Red Squirrel Facts and Information
Introduction to Red Squirrel
The Red Squirrel gets its name from the rusty red coloring that it features. They have a thin body and a tail that is very bushy. However, that color can change during various times of the year. They may be brown or gray at times of the year and so they are often mistaken for other species of the squirrel. They often appear to be curious about their surroundings with a look of wonder. They are very fast too so if they are startled they will take off quickly.
Red Squirrel Description
The face of this squirrel is long and they have a pointed nose. They have long pointed hears and excellent hearing. The belly area of them is white in color. They are able to walk and run on all fours but they are often on their hind legs so that they can hold items with their front ones. They use their powerful tail to help them with steering as they move very quickly through the trees. The Red Squirrel weighs about 8 to12 oz. They range in length from 7 to9 inches.

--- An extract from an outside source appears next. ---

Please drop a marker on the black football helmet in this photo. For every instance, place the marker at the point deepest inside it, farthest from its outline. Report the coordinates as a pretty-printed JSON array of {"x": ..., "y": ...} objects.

|Conservation status||Least Concern|
Red Squirrel Distribution
The Red Squirrel is a tree living animal. They spend most of their time in the trees and they are able to jump very wide distances to get from one tree to the next. The largest numbers of them are found in Ireland and Great Britain with large numbers also being found around Scotland and northern Asia.
Red Squirrel Behavior
Twice per year the Red Squirrel sheds the fur to accommodate for the various seasons. During some times of the year that fur will be thick and when it is warmer out it will be much thinner. They rely on their sharp claws that are curved for them to be able to successfully climb both up and down on the body of trees.
Red Squirrel Feeding
Nuts and acorns make up the majority of the diet for the Red Squirrel. When they are finding plenty of food they will also store it up in trees. They will have several locations too so that if one food location is taken by a predator or destroyed then they have others they can get food from.
The Red Squirrel is very opportunistic though when it comes to being able to find food. They will consume bark from trees and various forms of fungi that grow in their habitat. They will consume beechnuts, insects, and small frogs too.
Red Squirrel Reproduction
Mating can occur during both the winter and summer months for the Red Squirrel. The females will give off a strong odor while in estrus that attracts the male to her. There can be several males around one female. She will run and which ever one of them is fast enough to catch her she will mate with.

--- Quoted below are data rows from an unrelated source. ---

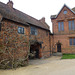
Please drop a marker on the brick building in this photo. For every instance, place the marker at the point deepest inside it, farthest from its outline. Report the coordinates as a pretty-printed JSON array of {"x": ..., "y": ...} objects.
[
  {"x": 21, "y": 35},
  {"x": 63, "y": 38}
]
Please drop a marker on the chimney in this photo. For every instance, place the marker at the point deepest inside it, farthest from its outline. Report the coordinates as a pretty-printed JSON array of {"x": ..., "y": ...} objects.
[
  {"x": 43, "y": 20},
  {"x": 10, "y": 4}
]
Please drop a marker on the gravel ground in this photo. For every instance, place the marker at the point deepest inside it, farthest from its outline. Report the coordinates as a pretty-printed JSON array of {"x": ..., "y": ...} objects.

Females are usually ready for mating when they are 2 years old. When food is scarce the Red Squirrel will be less likely to take part in mating. This is a natural process for them to help ensure a balance.
Females often have two litters of young per year. A mother can have 3 or 4 young per litter, they arrive about 38 days after mating. They can’t see or hear for about 3 weeks to they are completely dependent on their mother. They are able to look for their own food around 6 weeks of age. The average lifespan in the wild is 3 years.
Red Squirrel Conservation
While the Red Squirrel is often hunted for the fur, the number of them remains high enough that there really isn’t a worry about the future of their population. In Europe it is protected from such hunting but since the penalties are tough to enforce there is often very little action taken and not a big deterrent for those that wish to take part in such hunting efforts.